Contractors are looking for compensation plans that don't seriously hurt the bottom line. "We are finding more interest in incentives as a way to offset base pay," says Robinson. This means more use of profit sharing, but contractors also are using nonmonetary recognition incentives. "This means vacation trips or even awards," he says.

Benefits also are becoming an issue. "We are seeing many contractors passing along increases in insurance premiums, and that can cause problems with employees," says Robinson. But some contractors are being more creative. "We are seeing more true cafeteria plans" where employees design their own benefit programs from a menu of options, says Mike Ketner, president of Michael L. Ketner & Associates, a Pittsburgh-based executive search firm.

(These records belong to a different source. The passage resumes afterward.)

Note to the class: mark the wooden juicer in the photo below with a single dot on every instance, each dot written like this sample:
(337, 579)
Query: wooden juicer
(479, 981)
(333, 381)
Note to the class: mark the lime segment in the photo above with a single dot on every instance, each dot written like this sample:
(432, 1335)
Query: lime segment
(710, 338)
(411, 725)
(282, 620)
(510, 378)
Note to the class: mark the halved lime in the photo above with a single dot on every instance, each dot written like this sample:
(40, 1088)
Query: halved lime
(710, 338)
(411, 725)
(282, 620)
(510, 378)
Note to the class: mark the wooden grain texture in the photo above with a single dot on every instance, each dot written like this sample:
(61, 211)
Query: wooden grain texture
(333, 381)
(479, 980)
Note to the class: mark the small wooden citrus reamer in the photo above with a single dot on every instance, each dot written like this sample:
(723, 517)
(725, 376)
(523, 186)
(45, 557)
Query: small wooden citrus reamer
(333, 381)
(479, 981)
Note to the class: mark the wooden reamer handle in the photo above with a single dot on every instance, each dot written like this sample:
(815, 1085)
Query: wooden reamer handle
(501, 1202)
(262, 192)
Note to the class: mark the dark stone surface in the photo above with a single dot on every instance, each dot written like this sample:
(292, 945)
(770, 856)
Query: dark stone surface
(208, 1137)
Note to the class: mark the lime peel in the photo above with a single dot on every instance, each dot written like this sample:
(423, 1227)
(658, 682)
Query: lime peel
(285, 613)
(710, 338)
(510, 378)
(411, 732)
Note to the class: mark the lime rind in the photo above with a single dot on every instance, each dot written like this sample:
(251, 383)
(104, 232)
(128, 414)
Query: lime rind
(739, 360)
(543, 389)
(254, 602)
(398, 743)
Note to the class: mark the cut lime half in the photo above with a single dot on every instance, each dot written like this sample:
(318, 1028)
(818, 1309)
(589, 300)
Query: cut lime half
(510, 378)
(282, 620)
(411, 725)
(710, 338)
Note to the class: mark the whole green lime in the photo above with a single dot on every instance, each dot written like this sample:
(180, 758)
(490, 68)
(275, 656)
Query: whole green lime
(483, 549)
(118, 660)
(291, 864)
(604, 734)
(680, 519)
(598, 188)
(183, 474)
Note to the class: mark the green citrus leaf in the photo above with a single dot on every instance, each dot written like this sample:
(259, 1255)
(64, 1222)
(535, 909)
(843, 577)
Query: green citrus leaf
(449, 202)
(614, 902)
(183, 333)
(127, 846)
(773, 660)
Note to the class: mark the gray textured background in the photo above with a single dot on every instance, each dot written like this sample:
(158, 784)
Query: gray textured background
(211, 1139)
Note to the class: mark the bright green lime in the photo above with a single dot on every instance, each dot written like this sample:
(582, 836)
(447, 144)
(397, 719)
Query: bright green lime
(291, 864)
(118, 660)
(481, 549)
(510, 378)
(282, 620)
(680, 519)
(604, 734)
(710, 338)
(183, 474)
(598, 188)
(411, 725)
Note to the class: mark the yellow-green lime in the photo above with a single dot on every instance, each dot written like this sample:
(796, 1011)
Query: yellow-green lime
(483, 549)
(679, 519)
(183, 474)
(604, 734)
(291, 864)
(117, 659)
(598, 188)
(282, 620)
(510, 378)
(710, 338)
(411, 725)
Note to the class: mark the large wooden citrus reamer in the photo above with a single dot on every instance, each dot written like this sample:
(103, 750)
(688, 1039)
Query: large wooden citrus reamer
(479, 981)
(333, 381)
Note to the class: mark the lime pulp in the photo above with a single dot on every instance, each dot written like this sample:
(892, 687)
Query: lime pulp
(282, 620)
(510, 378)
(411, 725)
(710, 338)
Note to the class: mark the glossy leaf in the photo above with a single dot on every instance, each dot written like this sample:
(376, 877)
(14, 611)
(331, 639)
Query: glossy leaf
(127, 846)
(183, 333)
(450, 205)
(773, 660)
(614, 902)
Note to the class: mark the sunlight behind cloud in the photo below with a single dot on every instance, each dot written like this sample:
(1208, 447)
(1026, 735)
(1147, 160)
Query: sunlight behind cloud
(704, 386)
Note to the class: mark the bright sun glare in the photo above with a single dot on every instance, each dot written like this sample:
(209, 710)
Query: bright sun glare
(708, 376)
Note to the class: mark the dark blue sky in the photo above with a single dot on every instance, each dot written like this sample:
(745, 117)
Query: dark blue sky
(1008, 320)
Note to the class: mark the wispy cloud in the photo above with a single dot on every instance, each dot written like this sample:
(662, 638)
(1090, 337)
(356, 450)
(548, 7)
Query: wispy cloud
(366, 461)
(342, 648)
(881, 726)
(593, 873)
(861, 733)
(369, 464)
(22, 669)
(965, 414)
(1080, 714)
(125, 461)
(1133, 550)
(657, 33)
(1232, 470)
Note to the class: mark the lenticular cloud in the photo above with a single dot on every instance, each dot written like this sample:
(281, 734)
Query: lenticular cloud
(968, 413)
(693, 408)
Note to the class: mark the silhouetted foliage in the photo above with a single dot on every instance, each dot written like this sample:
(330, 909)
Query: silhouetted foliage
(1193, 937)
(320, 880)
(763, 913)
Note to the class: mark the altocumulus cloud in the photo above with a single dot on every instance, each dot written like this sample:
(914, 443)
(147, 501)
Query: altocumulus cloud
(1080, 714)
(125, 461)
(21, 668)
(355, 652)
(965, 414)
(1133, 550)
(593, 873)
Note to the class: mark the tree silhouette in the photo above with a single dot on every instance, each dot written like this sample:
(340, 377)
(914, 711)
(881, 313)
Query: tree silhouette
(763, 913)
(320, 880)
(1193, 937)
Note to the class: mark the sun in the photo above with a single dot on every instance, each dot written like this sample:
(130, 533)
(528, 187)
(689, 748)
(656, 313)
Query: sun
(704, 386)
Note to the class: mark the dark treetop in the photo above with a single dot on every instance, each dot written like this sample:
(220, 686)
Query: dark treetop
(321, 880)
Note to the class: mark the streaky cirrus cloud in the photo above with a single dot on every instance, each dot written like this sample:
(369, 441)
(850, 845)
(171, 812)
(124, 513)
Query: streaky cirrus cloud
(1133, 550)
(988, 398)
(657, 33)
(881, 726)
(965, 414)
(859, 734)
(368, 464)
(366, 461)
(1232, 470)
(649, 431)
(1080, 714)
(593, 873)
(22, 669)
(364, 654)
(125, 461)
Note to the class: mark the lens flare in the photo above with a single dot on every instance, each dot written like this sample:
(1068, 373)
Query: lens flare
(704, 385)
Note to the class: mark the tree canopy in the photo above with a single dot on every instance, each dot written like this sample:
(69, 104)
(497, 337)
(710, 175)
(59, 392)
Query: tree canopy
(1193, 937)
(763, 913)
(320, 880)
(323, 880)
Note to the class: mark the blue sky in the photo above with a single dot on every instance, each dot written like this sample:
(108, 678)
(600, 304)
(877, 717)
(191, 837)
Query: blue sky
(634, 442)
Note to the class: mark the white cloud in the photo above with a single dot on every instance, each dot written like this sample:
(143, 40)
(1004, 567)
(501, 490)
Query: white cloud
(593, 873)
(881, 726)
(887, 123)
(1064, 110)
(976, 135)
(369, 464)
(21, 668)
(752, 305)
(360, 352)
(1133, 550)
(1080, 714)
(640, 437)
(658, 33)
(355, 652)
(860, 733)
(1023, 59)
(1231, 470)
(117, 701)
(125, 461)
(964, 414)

The managers with design-build experience are finding opportunities even in the soft job market. "We are finding demand for operational managers with deign-build experience," says Jim Vockley, executive vice president of Kimmel & Associates, an Asheville, N.C.-based executive search firm. "But contractors want people with experience managing from womb to tomb, from the conceptual stage through actual construction," Ketner says.

Contractors are being very careful who they hire. "They want people to fill an immediate need and who can have an immediate impact," Helbling says. "So they are checking not just for experience but to make sure the applicant fits into the firm's corporate culture."